Exposes four thesis tools over stdio for Claude Code, OpenCode, and any MCP-aware client:
| Tool | Description |
|---|---|
thesis_research |
Run the full research pipeline |
thesis_critique |
Critique an idea or draft |
thesis_verify_citation |
Look up a DOI via CrossRef |
thesis_search_papers |
Quick arXiv / Semantic Scholar keyword search |
Claude Code — add to ~/.claude/mcp.json or a project-level .mcp.json:
{
"mcpServers": {
"thesis-assistant": {
"command": "/absolute/path/to/.venv/bin/python",
"args": ["-m", "apps.mcp_server.main"]
}
}
}OpenCode — add to ~/.config/opencode/opencode.json:
{
"mcp": {
"thesis-assistant": {
"type": "local",
"command": [
"bash", "-lc",
"cd /absolute/path/to/openworkers && docker compose run --rm -i mcp"
]
}
}
}Replace /absolute/path/to/openworkers with your local checkout path.
docker compose build
docker compose up -d redis qdrant
docker compose run --rm cli python -m apps.cli.main research "your question"cli and mcp services live behind the tools profile and start on demand. .env is mounted automatically.

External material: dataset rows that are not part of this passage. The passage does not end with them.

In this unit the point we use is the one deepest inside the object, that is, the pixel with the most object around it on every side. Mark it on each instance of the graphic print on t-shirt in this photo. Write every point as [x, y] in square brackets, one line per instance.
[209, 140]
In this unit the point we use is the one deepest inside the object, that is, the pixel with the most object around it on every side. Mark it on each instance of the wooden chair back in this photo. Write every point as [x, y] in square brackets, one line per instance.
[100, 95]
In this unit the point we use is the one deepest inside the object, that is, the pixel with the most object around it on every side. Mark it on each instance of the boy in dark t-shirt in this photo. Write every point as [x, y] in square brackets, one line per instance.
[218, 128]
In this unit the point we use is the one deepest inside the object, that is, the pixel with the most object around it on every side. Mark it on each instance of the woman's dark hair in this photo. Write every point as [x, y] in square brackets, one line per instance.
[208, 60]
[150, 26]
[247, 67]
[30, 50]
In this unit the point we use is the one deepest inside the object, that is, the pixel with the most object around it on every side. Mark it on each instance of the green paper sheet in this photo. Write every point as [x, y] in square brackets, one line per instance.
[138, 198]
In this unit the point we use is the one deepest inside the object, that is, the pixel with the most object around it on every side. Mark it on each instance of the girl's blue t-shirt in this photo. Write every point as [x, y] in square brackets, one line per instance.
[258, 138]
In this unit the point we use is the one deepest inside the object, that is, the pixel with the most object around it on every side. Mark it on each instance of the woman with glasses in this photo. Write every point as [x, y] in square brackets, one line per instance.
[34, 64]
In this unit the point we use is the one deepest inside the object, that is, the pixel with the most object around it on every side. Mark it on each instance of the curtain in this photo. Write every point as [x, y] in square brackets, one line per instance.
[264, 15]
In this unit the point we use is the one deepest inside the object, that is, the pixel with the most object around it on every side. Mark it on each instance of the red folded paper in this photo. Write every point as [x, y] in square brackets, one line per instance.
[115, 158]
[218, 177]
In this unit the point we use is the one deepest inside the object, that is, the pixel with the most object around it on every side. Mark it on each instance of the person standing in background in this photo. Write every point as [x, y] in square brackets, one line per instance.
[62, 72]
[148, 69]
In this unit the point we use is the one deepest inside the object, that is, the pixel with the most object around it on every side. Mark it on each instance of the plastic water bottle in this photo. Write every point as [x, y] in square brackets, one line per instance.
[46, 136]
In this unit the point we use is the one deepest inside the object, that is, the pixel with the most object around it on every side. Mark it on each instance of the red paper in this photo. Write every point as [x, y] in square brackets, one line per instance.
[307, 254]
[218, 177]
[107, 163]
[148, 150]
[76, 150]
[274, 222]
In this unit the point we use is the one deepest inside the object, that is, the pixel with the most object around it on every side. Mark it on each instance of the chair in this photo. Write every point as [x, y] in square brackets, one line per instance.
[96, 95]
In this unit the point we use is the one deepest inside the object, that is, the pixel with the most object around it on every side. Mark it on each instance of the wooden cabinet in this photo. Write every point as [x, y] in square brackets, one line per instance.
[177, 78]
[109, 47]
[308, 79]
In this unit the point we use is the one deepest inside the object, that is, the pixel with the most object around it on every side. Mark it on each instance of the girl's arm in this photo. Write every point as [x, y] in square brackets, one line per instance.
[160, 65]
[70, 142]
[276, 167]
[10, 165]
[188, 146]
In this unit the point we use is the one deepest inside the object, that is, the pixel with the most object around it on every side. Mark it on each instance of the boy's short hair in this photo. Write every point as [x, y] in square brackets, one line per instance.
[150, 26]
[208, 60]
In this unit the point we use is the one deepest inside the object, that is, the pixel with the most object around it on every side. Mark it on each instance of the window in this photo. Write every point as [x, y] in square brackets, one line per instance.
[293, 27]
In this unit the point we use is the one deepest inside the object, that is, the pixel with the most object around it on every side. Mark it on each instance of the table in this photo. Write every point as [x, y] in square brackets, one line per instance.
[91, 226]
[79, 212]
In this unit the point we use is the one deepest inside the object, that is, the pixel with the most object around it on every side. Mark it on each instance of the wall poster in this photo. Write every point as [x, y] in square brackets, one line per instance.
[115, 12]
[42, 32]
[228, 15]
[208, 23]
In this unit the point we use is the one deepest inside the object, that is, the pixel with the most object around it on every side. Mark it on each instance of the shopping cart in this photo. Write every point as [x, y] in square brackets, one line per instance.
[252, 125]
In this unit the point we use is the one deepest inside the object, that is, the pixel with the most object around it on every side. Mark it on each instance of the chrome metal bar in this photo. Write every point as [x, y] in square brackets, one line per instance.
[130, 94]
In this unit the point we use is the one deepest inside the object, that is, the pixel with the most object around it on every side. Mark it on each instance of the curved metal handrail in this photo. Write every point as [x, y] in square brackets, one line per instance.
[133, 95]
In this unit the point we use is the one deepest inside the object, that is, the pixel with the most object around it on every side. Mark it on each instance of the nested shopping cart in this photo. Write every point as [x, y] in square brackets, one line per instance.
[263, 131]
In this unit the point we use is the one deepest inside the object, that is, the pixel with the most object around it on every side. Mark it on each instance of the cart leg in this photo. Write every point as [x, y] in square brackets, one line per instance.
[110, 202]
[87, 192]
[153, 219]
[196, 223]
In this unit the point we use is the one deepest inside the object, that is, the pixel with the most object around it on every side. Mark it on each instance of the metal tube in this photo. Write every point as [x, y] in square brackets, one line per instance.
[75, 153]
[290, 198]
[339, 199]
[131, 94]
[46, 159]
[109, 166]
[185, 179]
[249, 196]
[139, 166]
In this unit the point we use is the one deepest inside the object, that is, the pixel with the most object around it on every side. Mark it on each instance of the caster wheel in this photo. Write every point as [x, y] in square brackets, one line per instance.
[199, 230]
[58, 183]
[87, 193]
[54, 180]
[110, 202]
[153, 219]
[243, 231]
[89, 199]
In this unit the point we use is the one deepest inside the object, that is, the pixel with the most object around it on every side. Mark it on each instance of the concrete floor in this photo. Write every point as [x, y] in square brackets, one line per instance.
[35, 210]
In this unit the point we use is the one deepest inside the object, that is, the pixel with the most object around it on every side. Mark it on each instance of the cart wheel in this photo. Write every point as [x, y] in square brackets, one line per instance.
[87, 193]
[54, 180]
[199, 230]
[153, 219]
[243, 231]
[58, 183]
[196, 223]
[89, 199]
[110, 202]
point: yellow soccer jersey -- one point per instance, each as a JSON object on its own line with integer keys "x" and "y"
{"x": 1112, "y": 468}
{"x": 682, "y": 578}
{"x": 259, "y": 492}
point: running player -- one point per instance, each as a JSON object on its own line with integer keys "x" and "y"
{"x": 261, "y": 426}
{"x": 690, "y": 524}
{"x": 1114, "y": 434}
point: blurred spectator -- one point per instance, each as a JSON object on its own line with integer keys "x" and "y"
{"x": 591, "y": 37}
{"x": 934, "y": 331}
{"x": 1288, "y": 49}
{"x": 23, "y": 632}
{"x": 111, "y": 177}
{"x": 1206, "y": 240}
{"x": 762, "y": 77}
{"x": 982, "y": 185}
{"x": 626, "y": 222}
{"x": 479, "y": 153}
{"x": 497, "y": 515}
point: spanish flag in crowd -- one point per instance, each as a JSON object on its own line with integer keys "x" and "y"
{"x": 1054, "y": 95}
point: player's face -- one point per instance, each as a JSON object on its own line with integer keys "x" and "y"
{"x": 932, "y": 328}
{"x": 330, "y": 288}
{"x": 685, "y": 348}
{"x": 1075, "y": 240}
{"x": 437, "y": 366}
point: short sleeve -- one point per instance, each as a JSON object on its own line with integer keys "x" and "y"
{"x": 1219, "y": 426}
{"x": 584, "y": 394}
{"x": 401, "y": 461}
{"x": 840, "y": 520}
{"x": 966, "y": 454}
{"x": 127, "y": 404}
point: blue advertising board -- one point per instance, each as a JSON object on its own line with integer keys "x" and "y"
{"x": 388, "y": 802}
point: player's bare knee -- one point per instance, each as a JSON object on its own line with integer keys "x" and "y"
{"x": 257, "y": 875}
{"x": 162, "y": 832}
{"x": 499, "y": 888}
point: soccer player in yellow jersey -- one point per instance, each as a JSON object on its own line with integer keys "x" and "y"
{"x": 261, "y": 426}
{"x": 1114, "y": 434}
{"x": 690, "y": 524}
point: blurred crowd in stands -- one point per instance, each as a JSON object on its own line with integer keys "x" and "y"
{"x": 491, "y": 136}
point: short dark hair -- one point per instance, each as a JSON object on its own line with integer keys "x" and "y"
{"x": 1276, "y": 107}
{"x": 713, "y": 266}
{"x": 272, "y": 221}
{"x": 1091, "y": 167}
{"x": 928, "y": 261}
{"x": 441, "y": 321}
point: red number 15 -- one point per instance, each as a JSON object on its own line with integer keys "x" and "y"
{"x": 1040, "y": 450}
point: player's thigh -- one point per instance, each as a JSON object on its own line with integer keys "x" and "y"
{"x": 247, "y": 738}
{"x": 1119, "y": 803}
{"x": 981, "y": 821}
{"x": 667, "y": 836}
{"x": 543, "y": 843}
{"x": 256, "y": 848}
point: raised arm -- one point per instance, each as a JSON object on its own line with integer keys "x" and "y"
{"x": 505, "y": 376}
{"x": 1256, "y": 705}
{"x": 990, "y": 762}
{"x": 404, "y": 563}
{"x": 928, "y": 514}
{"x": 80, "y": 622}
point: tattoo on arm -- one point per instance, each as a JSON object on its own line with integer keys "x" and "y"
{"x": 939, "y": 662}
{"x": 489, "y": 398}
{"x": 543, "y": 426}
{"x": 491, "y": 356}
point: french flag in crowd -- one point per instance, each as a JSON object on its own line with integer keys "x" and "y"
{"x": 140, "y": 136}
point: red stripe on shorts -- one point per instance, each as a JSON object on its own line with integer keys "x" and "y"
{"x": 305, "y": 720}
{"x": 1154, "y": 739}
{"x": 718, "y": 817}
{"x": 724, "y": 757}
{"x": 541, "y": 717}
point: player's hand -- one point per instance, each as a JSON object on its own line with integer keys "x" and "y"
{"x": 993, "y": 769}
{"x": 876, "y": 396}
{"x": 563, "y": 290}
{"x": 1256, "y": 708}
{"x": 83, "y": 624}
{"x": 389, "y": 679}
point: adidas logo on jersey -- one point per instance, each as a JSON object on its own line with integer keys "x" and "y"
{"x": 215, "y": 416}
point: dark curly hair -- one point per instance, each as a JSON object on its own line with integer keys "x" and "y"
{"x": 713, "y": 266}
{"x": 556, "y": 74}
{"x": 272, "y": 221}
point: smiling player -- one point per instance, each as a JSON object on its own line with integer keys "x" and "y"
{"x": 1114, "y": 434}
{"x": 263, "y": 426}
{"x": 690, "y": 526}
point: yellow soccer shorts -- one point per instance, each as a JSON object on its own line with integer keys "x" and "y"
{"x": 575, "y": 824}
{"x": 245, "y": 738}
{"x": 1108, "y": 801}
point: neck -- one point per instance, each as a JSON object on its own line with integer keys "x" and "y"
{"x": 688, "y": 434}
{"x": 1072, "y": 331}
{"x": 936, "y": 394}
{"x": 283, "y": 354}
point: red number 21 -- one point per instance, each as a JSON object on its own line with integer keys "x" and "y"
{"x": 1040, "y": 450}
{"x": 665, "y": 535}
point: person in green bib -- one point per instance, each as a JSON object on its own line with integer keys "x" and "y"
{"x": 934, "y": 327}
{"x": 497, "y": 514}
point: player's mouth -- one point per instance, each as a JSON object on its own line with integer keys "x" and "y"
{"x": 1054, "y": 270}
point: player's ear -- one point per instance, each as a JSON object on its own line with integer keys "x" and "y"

Start the async HTTP interface:
uvicorn apps.api.main:app --reloadPer-IP rate limiting is enabled by default (60 req/min, 1000 req/hour). Configure via API_RATE_LIMIT_* env vars or set API_RATE_LIMIT_ENABLED=false to disable.
Interactive docs at http://localhost:8000/docs.
| Method | Path | Description |
|---|---|---|
GET |
/health |
Health check |
POST |
/tasks/ |
Submit a research task → {task_id, status: "queued"} |
GET |
/tasks/ |
List all tasks |
GET |
/tasks/{task_id} |
Poll task status and result |
DELETE |
/tasks/{task_id} |
Remove a completed or failed task |
# Submit
curl -s -X POST http://localhost:8000/tasks/ \
-H "Content-Type: application/json" \
-d '{"query": "Does retrieval-augmented generation improve factuality?", "discipline": "computer_science"}'
# Poll
curl -s http://localhost:8000/tasks/abc-123 | jq '.status'pytest tests/ -v
ruff check . && black --check .
mypy core/ providers/ --strict --ignore-missing-importsRead AGENTS.md before touching code. See CONTRIBUTING.md for the full workflow.